Needless to say, I am a fan of Tinder. Unlike a lot of people, I am not ashamed to say I met my boyfriend on Tinder, and I often encourage people to download the app and start swiping.
Maybe the fact Tinder is superficial is actually advantageous to users. In an Elsevier.com article about online dating, Benjaman Le, an Associate Professor of Psychology at Haverford College, believes physical appearance is a good start to judging how much you may like someone. He said: “Initial physical attraction is a really important first step so starting with pictures actually makes some sense. Once there’s interest based on physical attraction, then more substantial interaction and decision making can occur, but without that initial physical attraction it’s difficult to move to that next stage.” Sure, it’s a superficial way to make an initial judgment, but consider being in a bar and approaching a person of interest that you’ve never met before. Did you approach them because you could sense they liked all the same books and movies as you? Or did you approach them because they were hot? Chances are, it’s the latter. I see Tinder as an easier version of meeting people in a bar, because with Tinder, the weird ones can’t approach you and bug you. You have to mutually like each other to be able to start messaging.
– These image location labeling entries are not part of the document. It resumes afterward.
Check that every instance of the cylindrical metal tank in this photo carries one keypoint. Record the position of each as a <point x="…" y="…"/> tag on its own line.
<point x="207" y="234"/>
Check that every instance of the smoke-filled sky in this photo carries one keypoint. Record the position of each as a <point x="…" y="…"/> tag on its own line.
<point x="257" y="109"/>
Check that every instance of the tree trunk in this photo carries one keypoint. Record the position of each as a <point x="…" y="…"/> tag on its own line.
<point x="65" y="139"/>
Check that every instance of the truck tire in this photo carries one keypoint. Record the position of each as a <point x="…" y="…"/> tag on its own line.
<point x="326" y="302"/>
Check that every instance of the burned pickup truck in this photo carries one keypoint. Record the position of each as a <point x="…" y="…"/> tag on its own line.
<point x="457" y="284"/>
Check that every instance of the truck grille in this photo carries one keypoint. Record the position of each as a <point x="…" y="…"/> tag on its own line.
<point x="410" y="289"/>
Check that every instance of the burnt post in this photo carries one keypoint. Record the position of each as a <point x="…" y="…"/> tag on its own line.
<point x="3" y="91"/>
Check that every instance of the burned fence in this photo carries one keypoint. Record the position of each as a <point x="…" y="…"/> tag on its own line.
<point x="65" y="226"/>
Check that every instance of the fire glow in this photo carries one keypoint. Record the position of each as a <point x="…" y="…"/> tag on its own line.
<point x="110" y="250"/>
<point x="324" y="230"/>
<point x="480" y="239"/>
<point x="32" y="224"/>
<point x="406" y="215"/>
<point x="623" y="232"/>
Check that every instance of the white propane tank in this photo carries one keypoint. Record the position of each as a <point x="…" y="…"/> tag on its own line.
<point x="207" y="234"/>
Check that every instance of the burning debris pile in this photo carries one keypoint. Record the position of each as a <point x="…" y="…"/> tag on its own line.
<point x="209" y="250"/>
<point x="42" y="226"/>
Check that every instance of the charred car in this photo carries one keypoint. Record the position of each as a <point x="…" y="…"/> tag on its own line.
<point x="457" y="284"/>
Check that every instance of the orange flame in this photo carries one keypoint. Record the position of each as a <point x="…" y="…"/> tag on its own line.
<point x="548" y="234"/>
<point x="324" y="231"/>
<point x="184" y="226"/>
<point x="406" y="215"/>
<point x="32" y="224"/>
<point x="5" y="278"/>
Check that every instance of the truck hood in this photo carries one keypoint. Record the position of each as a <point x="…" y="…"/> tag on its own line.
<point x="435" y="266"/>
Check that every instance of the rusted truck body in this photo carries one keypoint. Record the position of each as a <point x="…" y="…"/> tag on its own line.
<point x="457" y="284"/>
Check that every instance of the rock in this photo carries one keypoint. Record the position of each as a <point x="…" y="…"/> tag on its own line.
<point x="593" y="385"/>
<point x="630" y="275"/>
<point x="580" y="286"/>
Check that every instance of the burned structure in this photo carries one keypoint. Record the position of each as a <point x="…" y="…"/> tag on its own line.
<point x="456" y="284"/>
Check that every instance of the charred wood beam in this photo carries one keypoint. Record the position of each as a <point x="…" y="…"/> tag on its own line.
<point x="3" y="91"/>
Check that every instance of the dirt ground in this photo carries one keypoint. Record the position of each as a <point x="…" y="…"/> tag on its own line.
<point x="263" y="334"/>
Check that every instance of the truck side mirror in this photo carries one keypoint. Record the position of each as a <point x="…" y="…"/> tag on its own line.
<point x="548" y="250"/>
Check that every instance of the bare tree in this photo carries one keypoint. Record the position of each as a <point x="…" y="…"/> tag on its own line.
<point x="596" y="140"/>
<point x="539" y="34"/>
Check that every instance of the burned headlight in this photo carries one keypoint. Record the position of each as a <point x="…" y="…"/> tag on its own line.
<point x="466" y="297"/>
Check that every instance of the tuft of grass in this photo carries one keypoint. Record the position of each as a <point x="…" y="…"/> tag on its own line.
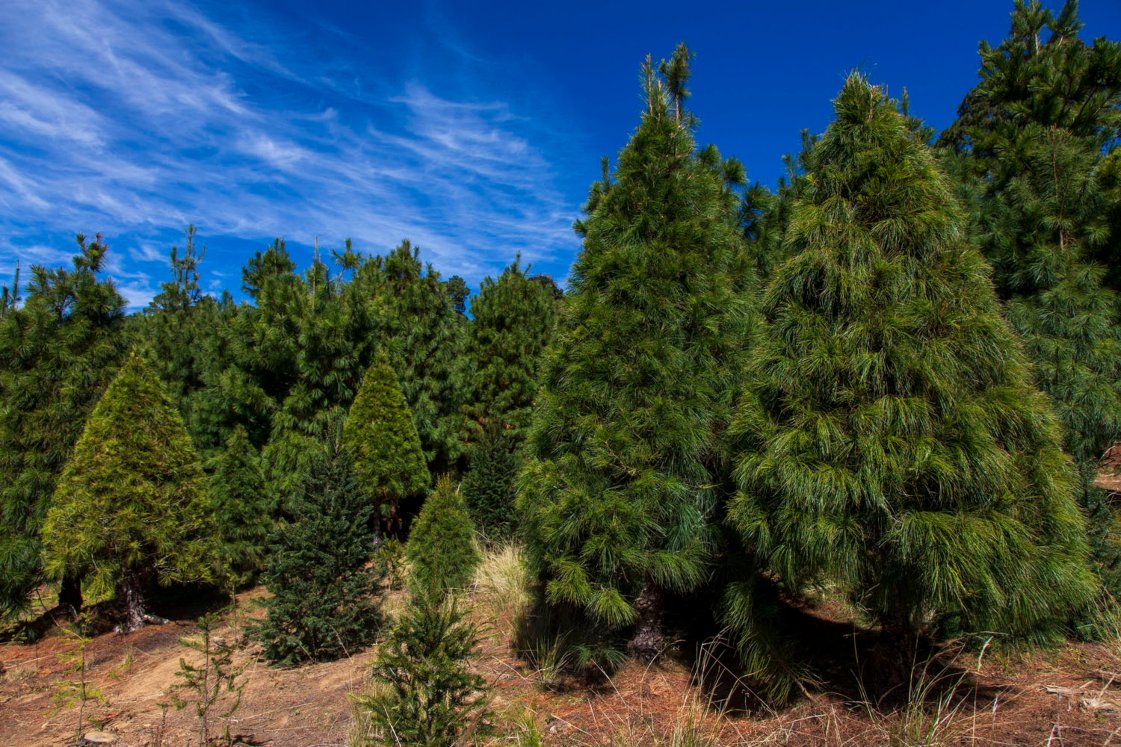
<point x="929" y="716"/>
<point x="501" y="586"/>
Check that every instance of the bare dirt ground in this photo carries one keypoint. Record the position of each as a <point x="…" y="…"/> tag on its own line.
<point x="1055" y="698"/>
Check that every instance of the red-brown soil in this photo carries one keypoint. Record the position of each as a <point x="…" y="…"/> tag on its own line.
<point x="1063" y="697"/>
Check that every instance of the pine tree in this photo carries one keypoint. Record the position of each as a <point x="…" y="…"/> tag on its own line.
<point x="324" y="601"/>
<point x="512" y="322"/>
<point x="130" y="505"/>
<point x="416" y="322"/>
<point x="241" y="510"/>
<point x="57" y="353"/>
<point x="490" y="485"/>
<point x="890" y="435"/>
<point x="383" y="443"/>
<point x="1031" y="139"/>
<point x="425" y="692"/>
<point x="442" y="544"/>
<point x="618" y="491"/>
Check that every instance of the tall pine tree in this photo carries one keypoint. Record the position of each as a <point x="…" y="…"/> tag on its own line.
<point x="618" y="491"/>
<point x="1031" y="140"/>
<point x="57" y="353"/>
<point x="890" y="435"/>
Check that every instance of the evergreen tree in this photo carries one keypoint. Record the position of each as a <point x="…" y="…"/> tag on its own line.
<point x="890" y="435"/>
<point x="130" y="505"/>
<point x="416" y="321"/>
<point x="512" y="323"/>
<point x="490" y="485"/>
<point x="425" y="693"/>
<point x="324" y="601"/>
<point x="57" y="353"/>
<point x="1031" y="139"/>
<point x="241" y="512"/>
<point x="383" y="443"/>
<point x="618" y="491"/>
<point x="442" y="544"/>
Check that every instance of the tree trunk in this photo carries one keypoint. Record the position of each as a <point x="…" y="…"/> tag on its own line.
<point x="70" y="593"/>
<point x="649" y="641"/>
<point x="131" y="593"/>
<point x="135" y="615"/>
<point x="892" y="661"/>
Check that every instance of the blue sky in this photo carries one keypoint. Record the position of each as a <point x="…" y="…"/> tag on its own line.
<point x="471" y="128"/>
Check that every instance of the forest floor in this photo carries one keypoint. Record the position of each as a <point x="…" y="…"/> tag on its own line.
<point x="1063" y="697"/>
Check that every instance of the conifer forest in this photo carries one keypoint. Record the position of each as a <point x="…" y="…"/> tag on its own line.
<point x="827" y="462"/>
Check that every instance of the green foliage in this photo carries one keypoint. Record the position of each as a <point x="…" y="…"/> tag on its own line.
<point x="240" y="509"/>
<point x="489" y="487"/>
<point x="890" y="435"/>
<point x="1031" y="139"/>
<point x="442" y="551"/>
<point x="57" y="353"/>
<point x="383" y="442"/>
<point x="130" y="504"/>
<point x="324" y="601"/>
<point x="424" y="692"/>
<point x="512" y="322"/>
<point x="619" y="489"/>
<point x="416" y="321"/>
<point x="204" y="685"/>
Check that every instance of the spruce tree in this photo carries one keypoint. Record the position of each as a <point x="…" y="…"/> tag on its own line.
<point x="490" y="485"/>
<point x="442" y="544"/>
<point x="58" y="352"/>
<point x="1031" y="139"/>
<point x="324" y="601"/>
<point x="240" y="507"/>
<point x="618" y="492"/>
<point x="383" y="443"/>
<point x="130" y="506"/>
<point x="890" y="435"/>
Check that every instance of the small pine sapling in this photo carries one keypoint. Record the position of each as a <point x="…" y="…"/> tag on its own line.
<point x="206" y="684"/>
<point x="76" y="689"/>
<point x="424" y="690"/>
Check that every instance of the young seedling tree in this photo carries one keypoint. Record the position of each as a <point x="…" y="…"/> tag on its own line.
<point x="441" y="550"/>
<point x="383" y="443"/>
<point x="891" y="436"/>
<point x="425" y="692"/>
<point x="324" y="601"/>
<point x="130" y="506"/>
<point x="619" y="495"/>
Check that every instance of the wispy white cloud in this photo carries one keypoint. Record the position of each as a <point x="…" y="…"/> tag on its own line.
<point x="164" y="116"/>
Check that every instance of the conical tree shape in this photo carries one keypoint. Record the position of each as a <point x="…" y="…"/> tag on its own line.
<point x="1033" y="138"/>
<point x="130" y="505"/>
<point x="325" y="592"/>
<point x="241" y="513"/>
<point x="383" y="442"/>
<point x="618" y="492"/>
<point x="891" y="436"/>
<point x="512" y="322"/>
<point x="489" y="486"/>
<point x="442" y="544"/>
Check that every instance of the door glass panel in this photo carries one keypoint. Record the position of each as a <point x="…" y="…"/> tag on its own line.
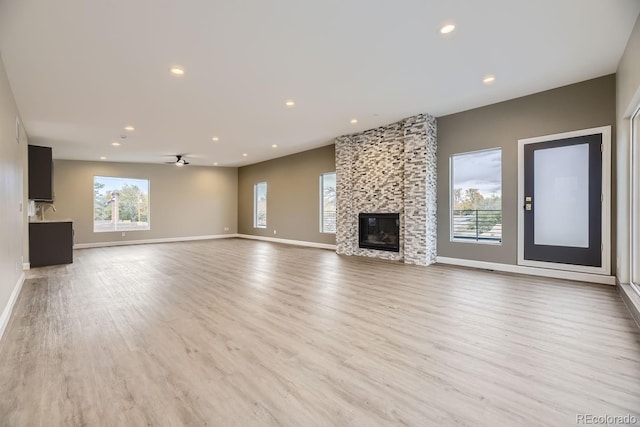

In a New York Times article titled, “In Defense of Tinder,” psychological researcher Eli J. Finkel argues that “Tinder’s approach is terrific for pursuing casual sex and for meeting a serious partner.” Finkel studies online dating and has discovered that the fancy algorithms that a lot of dating sites have are basically useless for predicting initial attraction, as well as satisfaction in long-term relationships. He states that research has shown that whether two people are romantically compatible can only be determined after they have actually met. Finkel believes that superficiality is actually Tinder’s greatest asset.
The New York Times article closes with:
“But for open-minded singles — those who would like to marry someday and want to enjoy dating in the meantime — Tinder may be the best option available now. Indeed, it may be the best option that has ever existed.”